It began as a shouting match on a busy Capitol Hill street corner during the frenetic morning commute, a bike-vs.-car incident not uncommon in a big city.
But then the silver-haired, retired Navy lieutenant got out of his car, approached the red-headed ballet dancer riding a bike and allegedly shoved her to the ground, authorities said. He got back into his car and, as bystanders followed him, drove down the block to his nearby office, the bicyclist said.
The man was identified as Ted E. Schelenski, 64, vice president for finance and operations at the Heritage Foundation, a think tank that promotes conservative policies. He pleaded not guilty this week to a charge of simple assault.
The bicyclist, Kristin Hall, 23, said the trouble began about 8:30 a.m. June 14. She was riding on the sidewalk, about to turn onto the 300 block of Massachusetts Avenue NE, when a car stopped in front of her, blocking her path, she said. She stopped her bike and asked the man to move his silver Acura, she said.
But Schelenski wouldn't move, and the two yelled at one another, she said in an interview yesterday.
"It was some kind of road-rage nonsense," Hall said. "When he got out of the car, I told him: 'You're crazy! Get back in the car!' "
But Schelenski came at the 105-pound, communications assistant at the Academy for Educational Development and shoved her to the ground while she was still straddled on her bicycle, she said.
"I was pretty scraped up and bruised," Hall said. "And he just got back into his car and floored it. He took off."

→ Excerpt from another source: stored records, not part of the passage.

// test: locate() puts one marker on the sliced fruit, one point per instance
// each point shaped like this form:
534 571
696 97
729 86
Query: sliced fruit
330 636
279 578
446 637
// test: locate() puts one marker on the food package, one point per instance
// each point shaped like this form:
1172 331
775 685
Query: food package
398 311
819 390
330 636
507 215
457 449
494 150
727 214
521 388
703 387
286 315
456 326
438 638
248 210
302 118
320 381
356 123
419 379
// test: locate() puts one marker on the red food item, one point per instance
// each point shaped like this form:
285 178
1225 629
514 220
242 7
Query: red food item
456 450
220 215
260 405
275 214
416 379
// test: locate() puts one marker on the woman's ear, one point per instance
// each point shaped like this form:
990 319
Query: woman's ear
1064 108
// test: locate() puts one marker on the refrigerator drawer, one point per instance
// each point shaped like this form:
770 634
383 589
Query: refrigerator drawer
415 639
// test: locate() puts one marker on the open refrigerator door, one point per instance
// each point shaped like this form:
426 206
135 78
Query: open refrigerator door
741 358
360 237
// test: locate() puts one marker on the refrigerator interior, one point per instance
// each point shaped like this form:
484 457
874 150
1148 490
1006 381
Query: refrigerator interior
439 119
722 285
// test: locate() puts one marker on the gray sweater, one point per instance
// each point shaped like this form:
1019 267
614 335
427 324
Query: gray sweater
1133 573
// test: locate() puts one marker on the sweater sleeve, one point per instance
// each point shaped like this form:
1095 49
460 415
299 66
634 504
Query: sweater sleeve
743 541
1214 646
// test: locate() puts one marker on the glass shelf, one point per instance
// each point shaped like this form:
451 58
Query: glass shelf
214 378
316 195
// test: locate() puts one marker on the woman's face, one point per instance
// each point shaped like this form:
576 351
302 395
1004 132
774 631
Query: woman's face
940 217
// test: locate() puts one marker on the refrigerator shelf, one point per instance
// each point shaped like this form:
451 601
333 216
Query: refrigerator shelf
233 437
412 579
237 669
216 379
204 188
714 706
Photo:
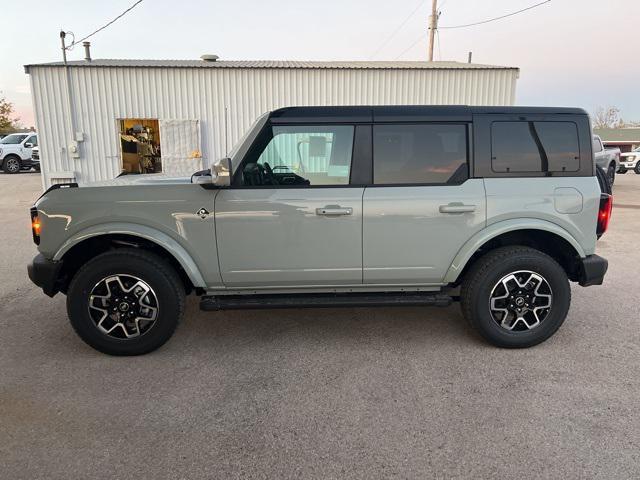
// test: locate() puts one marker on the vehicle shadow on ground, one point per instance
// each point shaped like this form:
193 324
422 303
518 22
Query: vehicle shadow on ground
354 326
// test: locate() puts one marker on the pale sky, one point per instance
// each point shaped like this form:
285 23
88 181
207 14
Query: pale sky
582 53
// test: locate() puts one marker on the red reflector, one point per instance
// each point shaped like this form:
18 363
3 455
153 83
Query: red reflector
604 213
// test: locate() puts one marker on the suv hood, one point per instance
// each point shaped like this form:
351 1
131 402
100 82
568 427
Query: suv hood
141 179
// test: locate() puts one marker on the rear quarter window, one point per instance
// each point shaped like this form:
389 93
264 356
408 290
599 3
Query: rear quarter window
530 146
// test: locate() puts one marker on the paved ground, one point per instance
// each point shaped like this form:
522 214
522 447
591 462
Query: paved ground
344 393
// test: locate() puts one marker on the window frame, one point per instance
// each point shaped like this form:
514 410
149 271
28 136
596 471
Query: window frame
359 155
483 145
469 155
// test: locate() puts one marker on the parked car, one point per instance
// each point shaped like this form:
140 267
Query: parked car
15 151
35 158
606 158
340 206
630 161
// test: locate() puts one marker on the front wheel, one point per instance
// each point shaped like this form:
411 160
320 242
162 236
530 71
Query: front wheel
516 297
125 302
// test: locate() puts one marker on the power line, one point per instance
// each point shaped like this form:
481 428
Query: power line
105 26
410 46
384 44
498 18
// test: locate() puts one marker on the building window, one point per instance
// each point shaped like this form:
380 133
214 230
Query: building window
140 145
419 154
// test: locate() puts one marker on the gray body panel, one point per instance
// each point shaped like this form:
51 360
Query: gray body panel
164 213
279 239
408 240
271 237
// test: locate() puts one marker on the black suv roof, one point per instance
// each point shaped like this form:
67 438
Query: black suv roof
391 113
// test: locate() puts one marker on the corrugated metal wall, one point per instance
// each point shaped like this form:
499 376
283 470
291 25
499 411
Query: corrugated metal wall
101 96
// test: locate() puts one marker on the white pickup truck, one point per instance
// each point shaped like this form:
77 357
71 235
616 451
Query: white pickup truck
16 150
630 161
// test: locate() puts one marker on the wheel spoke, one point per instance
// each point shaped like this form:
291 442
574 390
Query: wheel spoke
119 303
520 301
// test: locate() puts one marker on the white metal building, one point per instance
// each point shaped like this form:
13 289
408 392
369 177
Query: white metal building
94 117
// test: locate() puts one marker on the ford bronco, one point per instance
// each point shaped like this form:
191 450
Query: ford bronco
497 207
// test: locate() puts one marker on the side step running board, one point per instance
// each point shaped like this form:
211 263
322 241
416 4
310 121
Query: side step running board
237 302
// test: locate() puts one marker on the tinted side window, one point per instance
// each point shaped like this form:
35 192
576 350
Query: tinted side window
560 142
534 147
426 153
597 145
513 148
302 155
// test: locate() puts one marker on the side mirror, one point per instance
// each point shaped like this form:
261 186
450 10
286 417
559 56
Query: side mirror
221 172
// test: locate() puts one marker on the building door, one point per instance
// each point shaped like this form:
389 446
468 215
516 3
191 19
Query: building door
421 207
292 218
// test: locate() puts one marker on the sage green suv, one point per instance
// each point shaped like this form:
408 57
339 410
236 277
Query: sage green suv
498 207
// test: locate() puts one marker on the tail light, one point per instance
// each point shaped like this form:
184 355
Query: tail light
604 213
36 226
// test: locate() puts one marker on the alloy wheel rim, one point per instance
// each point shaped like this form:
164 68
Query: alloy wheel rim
12 165
520 301
123 306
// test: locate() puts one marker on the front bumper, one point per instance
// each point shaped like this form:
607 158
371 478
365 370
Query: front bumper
44 273
592 270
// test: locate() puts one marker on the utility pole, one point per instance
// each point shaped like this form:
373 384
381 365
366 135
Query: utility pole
433 25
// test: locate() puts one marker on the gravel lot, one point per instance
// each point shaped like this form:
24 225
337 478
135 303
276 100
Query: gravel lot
340 393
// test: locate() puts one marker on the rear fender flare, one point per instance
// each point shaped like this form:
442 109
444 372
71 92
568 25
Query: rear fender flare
500 228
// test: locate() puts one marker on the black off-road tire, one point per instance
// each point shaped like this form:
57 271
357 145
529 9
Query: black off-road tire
150 268
489 270
12 164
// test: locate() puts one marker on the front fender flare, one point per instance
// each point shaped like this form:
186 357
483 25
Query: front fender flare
151 234
499 228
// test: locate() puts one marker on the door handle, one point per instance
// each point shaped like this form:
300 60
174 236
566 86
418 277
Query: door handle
457 208
334 210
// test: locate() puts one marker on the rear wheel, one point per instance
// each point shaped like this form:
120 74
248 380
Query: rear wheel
516 297
125 302
11 164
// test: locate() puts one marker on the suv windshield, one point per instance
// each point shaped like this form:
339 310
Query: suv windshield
13 139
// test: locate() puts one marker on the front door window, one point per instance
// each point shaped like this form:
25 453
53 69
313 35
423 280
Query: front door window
302 155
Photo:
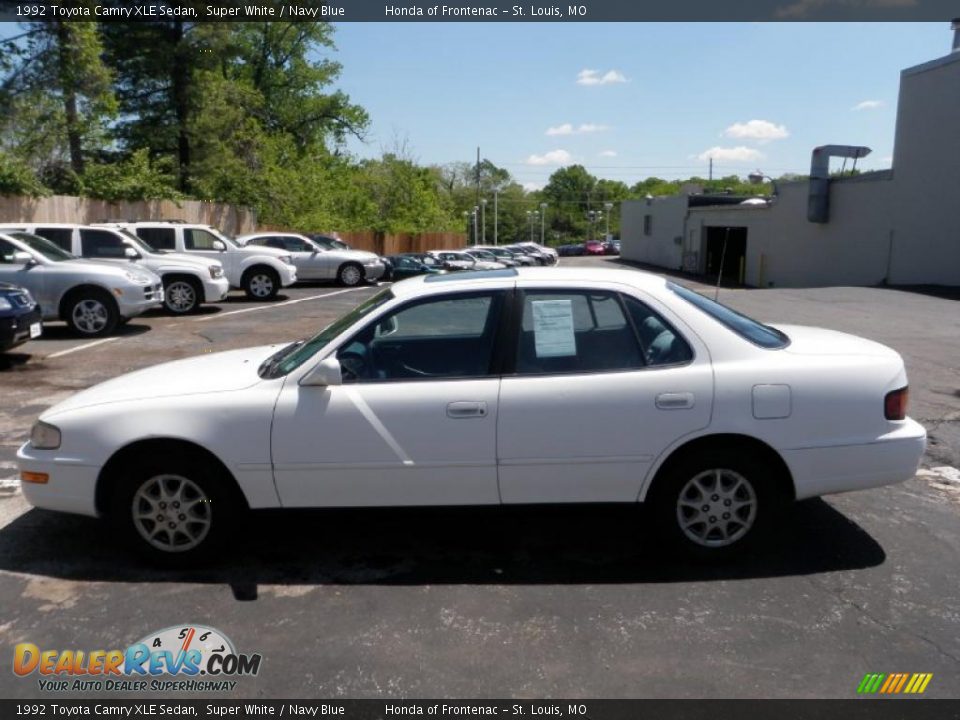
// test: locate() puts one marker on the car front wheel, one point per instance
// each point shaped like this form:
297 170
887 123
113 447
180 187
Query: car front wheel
716 505
173 512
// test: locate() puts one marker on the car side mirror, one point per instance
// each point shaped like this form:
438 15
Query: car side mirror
325 373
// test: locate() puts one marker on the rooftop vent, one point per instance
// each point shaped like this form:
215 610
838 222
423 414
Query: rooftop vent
818 203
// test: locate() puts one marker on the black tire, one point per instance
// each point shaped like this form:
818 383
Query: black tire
350 274
91 312
173 538
715 526
182 295
261 283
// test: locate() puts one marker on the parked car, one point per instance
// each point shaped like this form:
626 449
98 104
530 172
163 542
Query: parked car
458 260
416 397
20 318
92 297
316 262
504 259
260 272
593 247
401 267
187 281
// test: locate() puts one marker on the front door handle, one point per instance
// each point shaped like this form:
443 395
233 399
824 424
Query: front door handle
459 410
675 401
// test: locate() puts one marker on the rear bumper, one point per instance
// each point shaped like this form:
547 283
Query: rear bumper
891 458
71 486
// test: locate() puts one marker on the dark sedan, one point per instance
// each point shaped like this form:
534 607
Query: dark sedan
19 316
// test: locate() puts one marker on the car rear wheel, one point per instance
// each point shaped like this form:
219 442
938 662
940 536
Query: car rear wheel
181 296
91 313
350 275
716 505
174 511
261 283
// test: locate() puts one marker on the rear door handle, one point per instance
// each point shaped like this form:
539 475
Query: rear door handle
459 410
675 401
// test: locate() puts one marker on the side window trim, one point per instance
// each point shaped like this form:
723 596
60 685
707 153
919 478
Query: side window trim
502 296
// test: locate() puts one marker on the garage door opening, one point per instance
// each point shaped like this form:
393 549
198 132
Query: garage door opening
726 253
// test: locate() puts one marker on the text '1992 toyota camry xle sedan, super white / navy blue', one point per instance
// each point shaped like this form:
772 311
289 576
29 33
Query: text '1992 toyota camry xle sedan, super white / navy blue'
480 389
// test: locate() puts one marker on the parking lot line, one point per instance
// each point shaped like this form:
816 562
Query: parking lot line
275 305
81 347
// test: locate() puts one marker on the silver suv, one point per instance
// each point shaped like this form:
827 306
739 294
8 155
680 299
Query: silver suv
187 281
92 297
260 272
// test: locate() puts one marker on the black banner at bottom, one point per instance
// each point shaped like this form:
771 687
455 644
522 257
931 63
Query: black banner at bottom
859 709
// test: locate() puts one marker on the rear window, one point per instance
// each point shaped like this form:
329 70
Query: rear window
747 328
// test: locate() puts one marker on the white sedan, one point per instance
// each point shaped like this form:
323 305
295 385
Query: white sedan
317 262
528 385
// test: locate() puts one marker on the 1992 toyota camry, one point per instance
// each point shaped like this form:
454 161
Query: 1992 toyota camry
514 386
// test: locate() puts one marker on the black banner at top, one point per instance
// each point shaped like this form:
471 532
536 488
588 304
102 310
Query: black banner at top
481 10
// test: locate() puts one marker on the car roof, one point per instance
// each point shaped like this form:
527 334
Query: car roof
425 285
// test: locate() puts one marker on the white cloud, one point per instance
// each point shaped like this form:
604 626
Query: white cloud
554 157
760 130
593 77
737 154
569 129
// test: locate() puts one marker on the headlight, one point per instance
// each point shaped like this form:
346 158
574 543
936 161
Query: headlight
137 278
44 436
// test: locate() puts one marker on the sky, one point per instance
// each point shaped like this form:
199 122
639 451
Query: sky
631 100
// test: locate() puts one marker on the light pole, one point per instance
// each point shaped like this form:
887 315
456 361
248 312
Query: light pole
483 219
543 215
757 177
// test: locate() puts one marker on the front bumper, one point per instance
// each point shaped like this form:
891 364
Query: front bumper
15 329
71 486
891 458
136 301
215 290
374 270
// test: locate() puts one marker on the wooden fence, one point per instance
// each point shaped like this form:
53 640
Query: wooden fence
231 219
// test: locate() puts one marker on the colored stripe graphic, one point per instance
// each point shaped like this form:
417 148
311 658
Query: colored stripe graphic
894 683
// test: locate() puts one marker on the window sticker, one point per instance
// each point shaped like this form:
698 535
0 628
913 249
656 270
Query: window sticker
553 328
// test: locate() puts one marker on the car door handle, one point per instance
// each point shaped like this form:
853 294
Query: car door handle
460 410
675 401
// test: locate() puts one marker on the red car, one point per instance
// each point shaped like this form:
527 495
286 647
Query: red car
593 247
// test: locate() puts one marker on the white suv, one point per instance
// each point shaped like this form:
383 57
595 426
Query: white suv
258 271
187 281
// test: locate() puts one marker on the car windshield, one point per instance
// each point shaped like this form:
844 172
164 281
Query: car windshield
294 355
747 328
43 246
140 243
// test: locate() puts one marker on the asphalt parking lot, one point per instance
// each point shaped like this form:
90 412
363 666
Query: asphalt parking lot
526 603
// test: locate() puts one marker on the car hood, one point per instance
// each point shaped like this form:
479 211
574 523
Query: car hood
361 256
216 372
820 341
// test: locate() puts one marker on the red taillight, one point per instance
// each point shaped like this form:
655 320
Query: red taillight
895 404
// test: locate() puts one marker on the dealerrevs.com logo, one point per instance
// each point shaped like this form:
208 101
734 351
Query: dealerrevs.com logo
179 658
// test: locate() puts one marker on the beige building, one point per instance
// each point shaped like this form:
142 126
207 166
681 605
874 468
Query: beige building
899 226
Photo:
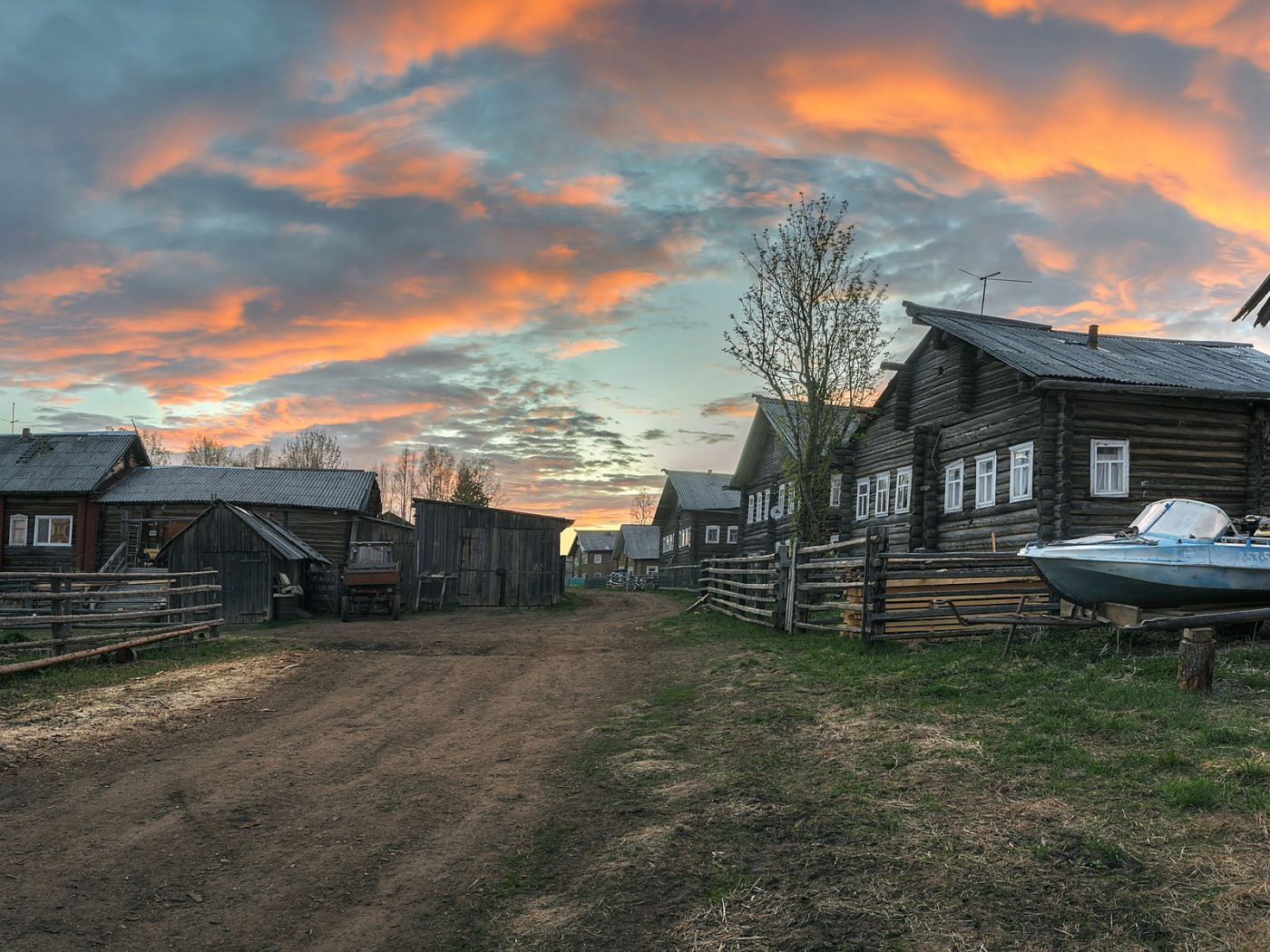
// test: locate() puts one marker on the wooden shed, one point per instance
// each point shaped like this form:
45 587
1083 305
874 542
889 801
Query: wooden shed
996 432
249 552
472 555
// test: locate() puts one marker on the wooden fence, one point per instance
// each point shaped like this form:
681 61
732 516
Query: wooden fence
95 613
859 588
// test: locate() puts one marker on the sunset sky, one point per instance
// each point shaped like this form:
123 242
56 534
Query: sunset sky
512 226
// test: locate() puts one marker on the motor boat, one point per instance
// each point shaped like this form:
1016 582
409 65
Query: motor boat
1177 552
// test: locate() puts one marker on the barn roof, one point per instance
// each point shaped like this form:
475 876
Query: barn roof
638 542
313 489
279 539
701 491
63 462
772 422
596 539
1218 368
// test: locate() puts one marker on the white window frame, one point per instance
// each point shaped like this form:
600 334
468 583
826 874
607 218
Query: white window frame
1020 472
984 480
904 491
46 523
863 498
954 486
882 494
1121 488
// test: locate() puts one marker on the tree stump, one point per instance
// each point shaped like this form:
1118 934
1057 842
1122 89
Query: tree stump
1196 660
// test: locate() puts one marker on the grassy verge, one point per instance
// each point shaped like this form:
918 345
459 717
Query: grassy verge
794 793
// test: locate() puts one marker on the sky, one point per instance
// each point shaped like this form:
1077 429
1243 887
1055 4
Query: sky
513 228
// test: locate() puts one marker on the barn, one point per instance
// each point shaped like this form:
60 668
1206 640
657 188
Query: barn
472 555
249 552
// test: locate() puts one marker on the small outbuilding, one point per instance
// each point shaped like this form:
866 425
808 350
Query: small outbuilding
473 555
259 562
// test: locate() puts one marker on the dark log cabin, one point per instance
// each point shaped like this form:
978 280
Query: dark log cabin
766 513
696 517
48 485
997 432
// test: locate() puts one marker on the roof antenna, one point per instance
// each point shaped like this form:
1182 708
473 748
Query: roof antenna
984 278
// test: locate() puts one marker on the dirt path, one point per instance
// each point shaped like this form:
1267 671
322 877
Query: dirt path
355 796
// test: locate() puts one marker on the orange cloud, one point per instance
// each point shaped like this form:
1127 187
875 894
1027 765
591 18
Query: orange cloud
386 37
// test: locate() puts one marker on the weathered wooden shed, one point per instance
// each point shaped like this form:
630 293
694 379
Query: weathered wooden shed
484 556
996 432
248 551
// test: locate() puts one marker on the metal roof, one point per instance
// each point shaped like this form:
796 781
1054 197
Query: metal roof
1039 351
63 462
638 542
311 489
596 539
771 419
702 491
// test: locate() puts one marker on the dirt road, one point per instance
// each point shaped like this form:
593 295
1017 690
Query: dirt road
352 796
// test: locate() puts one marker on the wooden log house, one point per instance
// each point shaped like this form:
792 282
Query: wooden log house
997 432
766 511
48 489
696 517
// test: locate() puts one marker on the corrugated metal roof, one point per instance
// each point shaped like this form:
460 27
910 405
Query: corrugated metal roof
639 542
313 489
61 462
704 491
1038 351
596 539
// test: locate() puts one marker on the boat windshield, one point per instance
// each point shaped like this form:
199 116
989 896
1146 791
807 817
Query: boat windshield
1181 518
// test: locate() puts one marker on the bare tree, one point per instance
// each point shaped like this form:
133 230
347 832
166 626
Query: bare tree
437 471
207 450
810 327
643 508
313 448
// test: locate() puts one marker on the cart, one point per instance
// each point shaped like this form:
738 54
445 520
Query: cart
371 580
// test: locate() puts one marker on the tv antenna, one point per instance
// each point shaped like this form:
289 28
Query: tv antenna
983 279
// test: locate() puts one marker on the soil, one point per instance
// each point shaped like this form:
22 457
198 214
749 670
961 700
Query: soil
358 793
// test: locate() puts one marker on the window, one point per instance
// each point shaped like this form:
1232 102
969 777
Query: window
904 491
53 530
954 476
1020 472
984 480
882 494
863 499
1109 467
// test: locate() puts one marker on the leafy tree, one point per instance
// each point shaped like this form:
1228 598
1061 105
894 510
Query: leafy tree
207 450
313 448
810 327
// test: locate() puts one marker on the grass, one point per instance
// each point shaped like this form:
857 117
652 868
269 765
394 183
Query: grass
796 793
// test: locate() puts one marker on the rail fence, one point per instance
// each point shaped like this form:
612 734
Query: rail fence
95 613
859 588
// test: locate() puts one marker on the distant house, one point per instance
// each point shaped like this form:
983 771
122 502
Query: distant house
249 552
767 494
638 549
592 552
48 488
472 555
994 432
327 508
696 517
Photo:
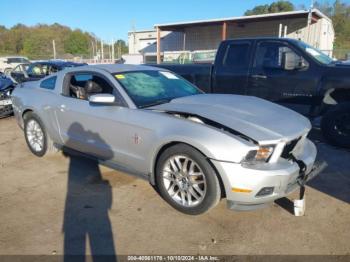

There were several bystanders. One helped Hall up; someone took down the license plate number of the car and watched it go just a block past the scene to the foundation's office. Someone else summoned a nearby U.S. Capitol Police officer, she said.
About 10 minutes later, Schelenski returned to the scene, Hall said, and tried to apologize. "He said he lost his temper," she said. "And then he told the officer that all he did was try to shake my bike. He said I was the one who fell over."
Police arrested Schelenski after he gave them his side of the story and took him to Capitol Police headquarters for processing, according to charging papers filed by prosecutors. He was released and appeared Thursday in D.C. Superior Court. His attorney, Robert Bredhoff, declined to comment on the case, and Schelenski did not return calls to his home or office.
Schelenski is due back in court July 27 for a status hearing.